It is not enough to decry this corruption—we must act. We cannot allow the wealth of the few to silence the will of the many. Similarly, foreign governments must never be allowed to influence American policy by infiltrating our political system from within. 

Project 2029 is committed to crafting policy proposals that limit the influence of money, power brokers, and foreign interests in American politics, including:

  1. Supporting individual states, either through their legislatures or citizen-led ballot initiatives, in limiting corporate political activity and dark money spending. This includes supporting Montana’s Transparent Election Ballot Initiative in 2026, which serves as a national model for negating Citizens United’s consequences. If states define corporations as lacking the power to spend in politics, any court-enshrined right to do so becomes meaningless. The success of such ballot initiatives will help to reverse the effects of the disastrous Citizens United ruling, state by state, nationwide. 

  2. Amending U.S. Arms Transfer Policy to ensure that American defense and foreign policy spending promotes national security by serving the welfare of service members, human rights, and the American public over the interests of private military contractors and authoritarian regimes abroad. Today’s arms-transfer decisions are heavily shaped by defense contractors and foreign governments lobbying for weapons sales, even when those transfers undermine human rights or long-term U.S. security, necessitating this reform.

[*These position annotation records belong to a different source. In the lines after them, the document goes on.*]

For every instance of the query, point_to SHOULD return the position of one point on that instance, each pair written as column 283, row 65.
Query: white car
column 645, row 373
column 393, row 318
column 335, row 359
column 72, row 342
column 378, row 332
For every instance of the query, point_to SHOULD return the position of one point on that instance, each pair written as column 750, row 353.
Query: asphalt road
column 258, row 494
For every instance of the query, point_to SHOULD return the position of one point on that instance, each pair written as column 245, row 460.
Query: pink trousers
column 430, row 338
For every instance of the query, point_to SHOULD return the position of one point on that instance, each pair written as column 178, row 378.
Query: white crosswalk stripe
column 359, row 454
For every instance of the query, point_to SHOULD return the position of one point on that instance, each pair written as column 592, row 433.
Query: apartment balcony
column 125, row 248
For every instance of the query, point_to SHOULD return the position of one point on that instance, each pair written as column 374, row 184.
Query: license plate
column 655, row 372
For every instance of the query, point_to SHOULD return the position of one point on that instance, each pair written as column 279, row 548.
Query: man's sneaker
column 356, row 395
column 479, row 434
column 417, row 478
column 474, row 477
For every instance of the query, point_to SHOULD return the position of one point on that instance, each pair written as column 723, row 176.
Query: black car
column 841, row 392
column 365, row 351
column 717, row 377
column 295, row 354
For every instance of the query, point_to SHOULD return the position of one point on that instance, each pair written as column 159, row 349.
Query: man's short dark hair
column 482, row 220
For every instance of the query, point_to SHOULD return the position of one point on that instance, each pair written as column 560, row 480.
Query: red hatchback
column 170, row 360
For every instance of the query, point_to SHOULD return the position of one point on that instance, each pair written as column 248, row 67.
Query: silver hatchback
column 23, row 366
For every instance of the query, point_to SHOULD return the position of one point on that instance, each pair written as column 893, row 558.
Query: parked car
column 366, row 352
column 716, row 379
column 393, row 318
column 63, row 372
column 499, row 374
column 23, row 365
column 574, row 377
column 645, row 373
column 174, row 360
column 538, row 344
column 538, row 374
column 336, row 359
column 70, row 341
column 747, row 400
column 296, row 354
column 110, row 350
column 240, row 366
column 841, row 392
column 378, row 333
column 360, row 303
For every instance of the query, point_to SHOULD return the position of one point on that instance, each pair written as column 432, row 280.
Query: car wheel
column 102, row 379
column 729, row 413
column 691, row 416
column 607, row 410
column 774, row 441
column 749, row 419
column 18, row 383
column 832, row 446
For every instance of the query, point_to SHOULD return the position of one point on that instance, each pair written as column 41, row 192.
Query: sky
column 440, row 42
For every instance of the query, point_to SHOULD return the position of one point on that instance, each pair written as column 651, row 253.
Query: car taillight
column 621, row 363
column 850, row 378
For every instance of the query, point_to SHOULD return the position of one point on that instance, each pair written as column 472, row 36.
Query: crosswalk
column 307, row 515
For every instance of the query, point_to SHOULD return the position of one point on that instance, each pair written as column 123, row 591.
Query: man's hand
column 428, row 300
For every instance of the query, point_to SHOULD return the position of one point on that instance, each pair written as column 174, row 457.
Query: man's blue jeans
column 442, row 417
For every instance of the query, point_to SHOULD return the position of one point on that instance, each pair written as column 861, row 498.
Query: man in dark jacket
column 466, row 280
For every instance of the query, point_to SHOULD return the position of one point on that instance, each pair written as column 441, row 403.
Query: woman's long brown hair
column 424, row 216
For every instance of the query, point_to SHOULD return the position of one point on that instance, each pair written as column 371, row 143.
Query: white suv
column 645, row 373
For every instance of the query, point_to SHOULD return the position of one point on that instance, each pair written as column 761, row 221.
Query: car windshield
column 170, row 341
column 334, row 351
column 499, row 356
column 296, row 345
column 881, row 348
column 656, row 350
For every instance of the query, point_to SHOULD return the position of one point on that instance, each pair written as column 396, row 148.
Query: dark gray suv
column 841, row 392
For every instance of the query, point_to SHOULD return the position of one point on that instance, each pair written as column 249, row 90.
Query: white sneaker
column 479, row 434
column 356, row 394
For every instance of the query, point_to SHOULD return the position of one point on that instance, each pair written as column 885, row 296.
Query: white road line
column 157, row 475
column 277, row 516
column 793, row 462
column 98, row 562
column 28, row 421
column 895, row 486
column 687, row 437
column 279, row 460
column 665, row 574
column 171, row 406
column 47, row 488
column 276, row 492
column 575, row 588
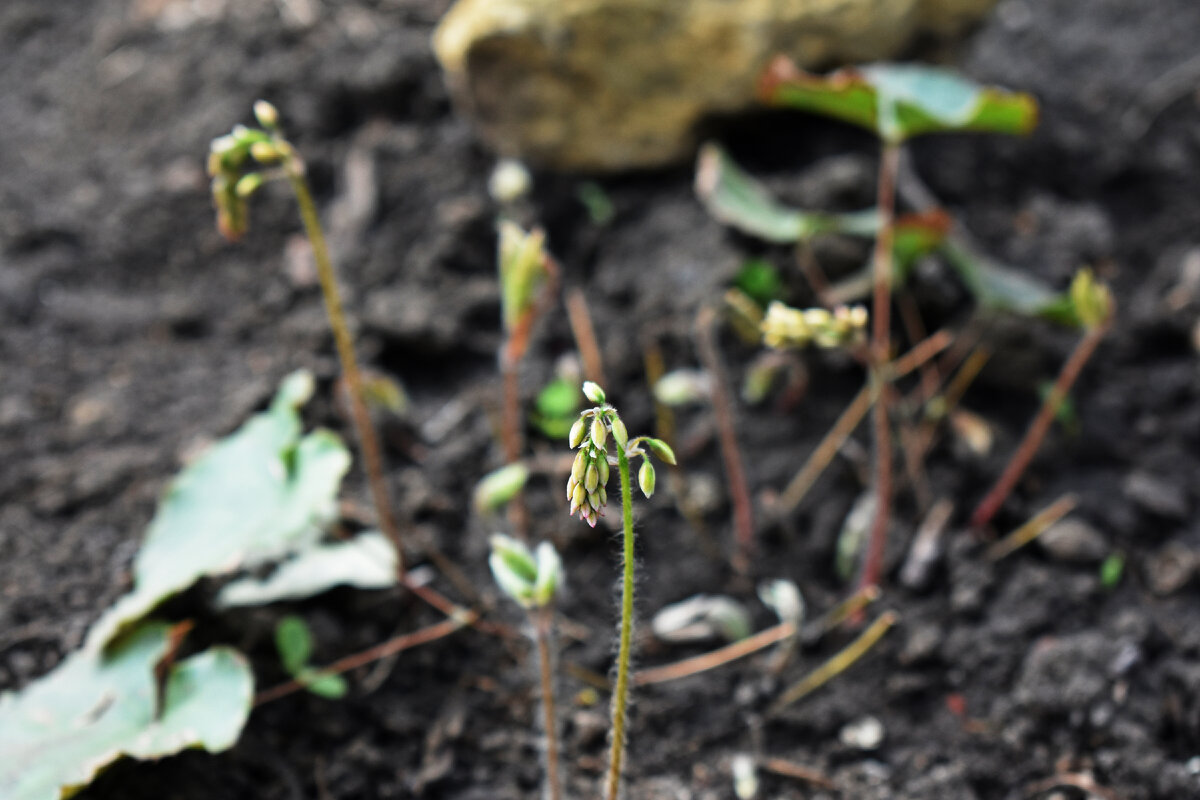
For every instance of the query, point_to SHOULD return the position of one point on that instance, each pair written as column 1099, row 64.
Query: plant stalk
column 1038, row 427
column 881, row 349
column 543, row 625
column 621, row 695
column 723, row 413
column 369, row 439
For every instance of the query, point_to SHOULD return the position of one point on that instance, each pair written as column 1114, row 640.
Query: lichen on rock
column 617, row 84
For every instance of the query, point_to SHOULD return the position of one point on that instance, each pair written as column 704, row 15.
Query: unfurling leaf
column 736, row 199
column 95, row 708
column 522, row 260
column 899, row 101
column 499, row 486
column 293, row 639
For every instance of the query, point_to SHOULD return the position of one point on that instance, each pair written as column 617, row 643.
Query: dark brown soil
column 132, row 335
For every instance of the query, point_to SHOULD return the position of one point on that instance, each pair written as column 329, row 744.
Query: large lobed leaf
column 255, row 497
column 899, row 101
column 97, row 707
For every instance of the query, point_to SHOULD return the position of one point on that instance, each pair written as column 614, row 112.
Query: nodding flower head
column 589, row 471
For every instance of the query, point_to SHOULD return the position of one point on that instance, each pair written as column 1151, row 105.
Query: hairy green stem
column 621, row 696
column 369, row 439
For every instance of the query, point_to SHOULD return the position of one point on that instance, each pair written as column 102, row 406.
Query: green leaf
column 293, row 639
column 499, row 486
column 522, row 260
column 366, row 561
column 597, row 202
column 736, row 199
column 1002, row 288
column 899, row 101
column 63, row 729
column 329, row 686
column 1111, row 570
column 261, row 494
column 760, row 280
column 556, row 408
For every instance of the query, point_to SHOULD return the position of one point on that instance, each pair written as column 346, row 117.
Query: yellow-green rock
column 616, row 84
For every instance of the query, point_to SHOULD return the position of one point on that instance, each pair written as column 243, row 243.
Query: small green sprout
column 531, row 578
column 499, row 486
column 1111, row 570
column 293, row 639
column 588, row 498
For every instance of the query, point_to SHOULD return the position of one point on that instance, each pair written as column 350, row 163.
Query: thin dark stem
column 1038, row 427
column 621, row 693
column 585, row 334
column 543, row 625
column 391, row 647
column 511, row 438
column 723, row 411
column 880, row 353
column 369, row 440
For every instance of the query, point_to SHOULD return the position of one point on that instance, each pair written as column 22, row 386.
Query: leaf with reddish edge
column 899, row 101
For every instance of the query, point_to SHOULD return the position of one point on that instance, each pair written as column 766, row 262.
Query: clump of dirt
column 133, row 335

  3. Resuming enforcement of the Foreign Corrupt Practices Act, which bars U.S. companies and their agents from offering anything of value to foreign officials to secure or maintain business. Stringent enforcement of the FCPA helps prevent bribery and illicit dealings, and ensures U.S. companies and their representatives act with integrity abroad.

  4. Directing the DOJ’s National Security Division, along with the Treasury, to audit AIPAC’s funding, lobbying, and foreign coordination and decide if its activities require registration under the Foreign Agents Registration Act of 1938 (FARA). This action is overdue, given AIPAC’s role in pushing Congress to send large-scale military aid to Israel, shaping foreign-policy decisions, and influencing U.S. elections by bankrolling candidates who serve their foreign interests.

  5. Imposing economic and logistical sanctions on foreign individuals and entities engaged or complicit in corrupting the American political system from within.

  6. Rescinding Executive Order 14192, which supercharged corporate capture by forcing agencies to repeal ten existing regulations for every new regulation they propose. This structural pressure against necessary and appropriate regulation tilts power toward corporations and entrenched interests that push for deregulatory favors.

  7. Rescinding Executive Order 14255, which prioritizes the interests of large corporations over public safeguards, environmental standards, and democratic accountability by fast-tracking billion-dollar projects and weakening regulatory oversight.

  8. Issuing an Executive Order to prevent the use of taxpayer funds, directly or indirectly, for the construction, renovation, or operation of professional sports venues. Over the past several decades, tens of billions of taxpayer dollars have been earmarked to subsidize stadium and arena construction projects, despite billion-dollar professional sports leagues and franchises exclusively reaping the benefits. An overwhelming amount of empirical findings demonstrate that this spending fails to deliver promised economic benefits and undermines fiscal responsibility. This order must instruct appropriate federal agencies to condition all applicable grants to local or state entities on a certification that no public funds be used to support stadium or arena projects for privately owned sports franchises. Additionally, the Treasury shall issue guidance and/or initiate rulemaking clarifying that municipal bonds used for pro-sports-venue construction, renovation, or operations do not qualify for tax-exempt status.